"The dogs, all except Luffree, came home. If she has returned when you read this, fire a musket."

They stood in a circle and looked blankly at one another. For it had not crossed their minds that the little girl was not home, but somewhere out on the prairie, tied to a pinto, and all alone in the dark.

Without waiting to snatch a bite from the table, they started off to search, leaving their jaded horses in the barn. The eldest brother went straight for the river, which he meant to follow, and took a musket with him; the youngest ran off up the path between the corn and the wheat, and carried the cow-horn; while the biggest made for the carnelian bluff, taking neither gun nor horn, but relying on his lungs to carry any good news to the others. And behind them, as they hurried, sounded the baying of the St. Bernard, ignominiously chained to a stake by the kitchen door.

The evening wore on. Overhead the low-hanging clouds covered the moonless sky like a hood, and not a star shone through the fleecy thickness to aid in the search for the little girl. At a late hour it began to sprinkle again, and, though no sound of shot or blast had broken the silence of the prairie, one by one the anxious hunters came straggling home, dumbly ate, and waited for the morning.

The little girl's mother, sitting behind the stove, cried heartbrokenly. "If my poor baby ever comes back alive," she sobbed, "she shall have her birthday in June and the best present I can get her." And all the big brothers silently assented.
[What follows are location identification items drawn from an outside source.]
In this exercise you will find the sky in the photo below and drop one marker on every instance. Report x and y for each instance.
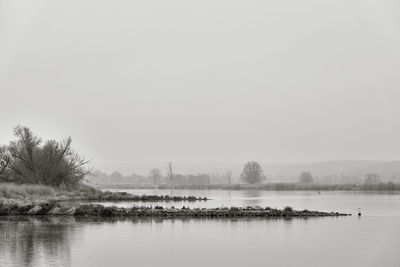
(196, 81)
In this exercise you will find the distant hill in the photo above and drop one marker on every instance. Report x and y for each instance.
(285, 170)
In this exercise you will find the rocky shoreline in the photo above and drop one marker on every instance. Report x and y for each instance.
(12, 208)
(123, 196)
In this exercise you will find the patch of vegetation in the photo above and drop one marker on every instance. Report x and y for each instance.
(29, 159)
(11, 208)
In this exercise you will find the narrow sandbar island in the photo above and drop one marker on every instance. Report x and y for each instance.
(14, 208)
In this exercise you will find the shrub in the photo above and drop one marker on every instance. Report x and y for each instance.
(288, 209)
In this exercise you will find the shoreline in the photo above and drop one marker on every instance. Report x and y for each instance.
(261, 187)
(46, 208)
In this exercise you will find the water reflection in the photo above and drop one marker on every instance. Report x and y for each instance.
(30, 240)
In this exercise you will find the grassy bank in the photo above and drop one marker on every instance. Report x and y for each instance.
(83, 193)
(42, 208)
(268, 187)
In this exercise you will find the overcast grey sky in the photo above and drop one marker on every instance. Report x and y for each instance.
(220, 80)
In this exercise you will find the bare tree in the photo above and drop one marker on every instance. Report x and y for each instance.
(229, 176)
(306, 178)
(252, 173)
(28, 160)
(155, 175)
(170, 174)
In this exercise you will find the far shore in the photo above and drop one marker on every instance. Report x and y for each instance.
(390, 186)
(49, 208)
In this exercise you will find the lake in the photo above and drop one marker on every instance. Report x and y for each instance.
(370, 240)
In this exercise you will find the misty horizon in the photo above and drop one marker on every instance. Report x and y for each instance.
(272, 82)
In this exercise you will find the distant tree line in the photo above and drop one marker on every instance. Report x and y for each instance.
(29, 159)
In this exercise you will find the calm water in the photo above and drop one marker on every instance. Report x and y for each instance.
(372, 240)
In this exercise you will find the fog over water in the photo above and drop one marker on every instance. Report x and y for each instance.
(370, 240)
(274, 81)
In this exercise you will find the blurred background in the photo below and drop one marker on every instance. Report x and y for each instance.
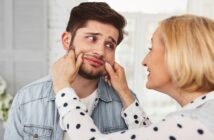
(30, 32)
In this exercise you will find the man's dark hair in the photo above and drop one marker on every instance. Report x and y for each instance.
(99, 11)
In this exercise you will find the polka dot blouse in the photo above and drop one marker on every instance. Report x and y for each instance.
(185, 124)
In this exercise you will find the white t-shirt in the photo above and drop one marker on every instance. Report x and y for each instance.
(90, 102)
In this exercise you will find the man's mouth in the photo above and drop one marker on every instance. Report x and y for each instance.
(94, 61)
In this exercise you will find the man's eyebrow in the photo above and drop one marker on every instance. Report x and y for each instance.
(92, 33)
(99, 34)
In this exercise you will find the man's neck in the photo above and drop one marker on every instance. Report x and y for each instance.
(84, 87)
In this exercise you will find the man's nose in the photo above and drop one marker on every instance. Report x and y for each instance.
(99, 49)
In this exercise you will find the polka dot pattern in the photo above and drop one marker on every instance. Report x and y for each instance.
(180, 123)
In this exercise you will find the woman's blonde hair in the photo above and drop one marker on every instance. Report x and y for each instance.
(189, 47)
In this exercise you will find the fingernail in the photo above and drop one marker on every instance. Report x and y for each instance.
(107, 64)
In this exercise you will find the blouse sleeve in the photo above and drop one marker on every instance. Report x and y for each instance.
(80, 126)
(135, 117)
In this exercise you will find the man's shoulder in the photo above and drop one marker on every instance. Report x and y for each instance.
(36, 90)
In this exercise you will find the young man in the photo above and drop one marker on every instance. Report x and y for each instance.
(94, 30)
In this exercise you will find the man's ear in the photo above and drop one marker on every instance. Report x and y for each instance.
(66, 40)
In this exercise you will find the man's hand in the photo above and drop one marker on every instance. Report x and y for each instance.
(117, 79)
(64, 70)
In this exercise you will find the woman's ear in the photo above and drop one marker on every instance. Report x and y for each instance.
(66, 40)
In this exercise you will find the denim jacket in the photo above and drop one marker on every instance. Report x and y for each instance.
(34, 116)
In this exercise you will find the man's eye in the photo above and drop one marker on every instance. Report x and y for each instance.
(92, 38)
(109, 45)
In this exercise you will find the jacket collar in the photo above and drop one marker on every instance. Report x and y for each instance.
(103, 89)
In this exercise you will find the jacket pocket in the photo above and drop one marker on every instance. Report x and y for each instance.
(37, 132)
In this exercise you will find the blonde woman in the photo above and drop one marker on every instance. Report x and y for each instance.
(180, 64)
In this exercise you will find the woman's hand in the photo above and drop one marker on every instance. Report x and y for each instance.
(116, 77)
(64, 70)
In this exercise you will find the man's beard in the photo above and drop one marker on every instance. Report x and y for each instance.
(85, 73)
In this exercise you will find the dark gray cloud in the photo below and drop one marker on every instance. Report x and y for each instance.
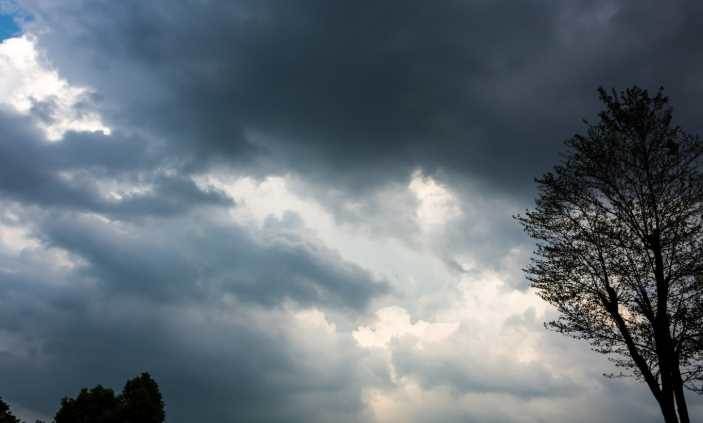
(181, 299)
(196, 259)
(67, 174)
(352, 96)
(360, 92)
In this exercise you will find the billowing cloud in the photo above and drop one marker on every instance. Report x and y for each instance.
(301, 211)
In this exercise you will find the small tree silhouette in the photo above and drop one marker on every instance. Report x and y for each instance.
(5, 413)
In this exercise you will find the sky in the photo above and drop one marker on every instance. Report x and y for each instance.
(301, 211)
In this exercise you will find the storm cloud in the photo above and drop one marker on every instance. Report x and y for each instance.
(301, 210)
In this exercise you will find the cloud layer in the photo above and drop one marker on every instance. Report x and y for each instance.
(301, 211)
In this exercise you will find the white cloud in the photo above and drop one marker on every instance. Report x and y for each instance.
(27, 80)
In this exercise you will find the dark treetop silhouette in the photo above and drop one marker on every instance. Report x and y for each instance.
(619, 244)
(6, 415)
(140, 402)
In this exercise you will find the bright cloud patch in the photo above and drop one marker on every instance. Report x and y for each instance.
(29, 84)
(437, 204)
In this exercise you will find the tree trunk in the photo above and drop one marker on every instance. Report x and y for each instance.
(662, 337)
(679, 395)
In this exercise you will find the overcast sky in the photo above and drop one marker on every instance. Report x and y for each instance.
(300, 211)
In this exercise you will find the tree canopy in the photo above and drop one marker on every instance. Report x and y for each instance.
(6, 415)
(619, 233)
(139, 402)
But while they were gathered thus, drying their damp clothes, the biggest brother suddenly sprang up with a joyful cry.

"Why didn't we think of it before?" he said—"the St. Bernard!"

A moment later he was freeing the big dog, and his mother, lantern in hand, was holding a little gingham dress against his muzzle.

"Find her! Find her!" she commanded. "Go, go! Find her!"

The St. Bernard shook himself free of the chain that had bound him, looked into the faces that peered at him through the dim lantern-light, and then, giving a long sniff, proud, human, and contemptuous, walked slowly and majestically toward the sod barn. The family followed wonderingly.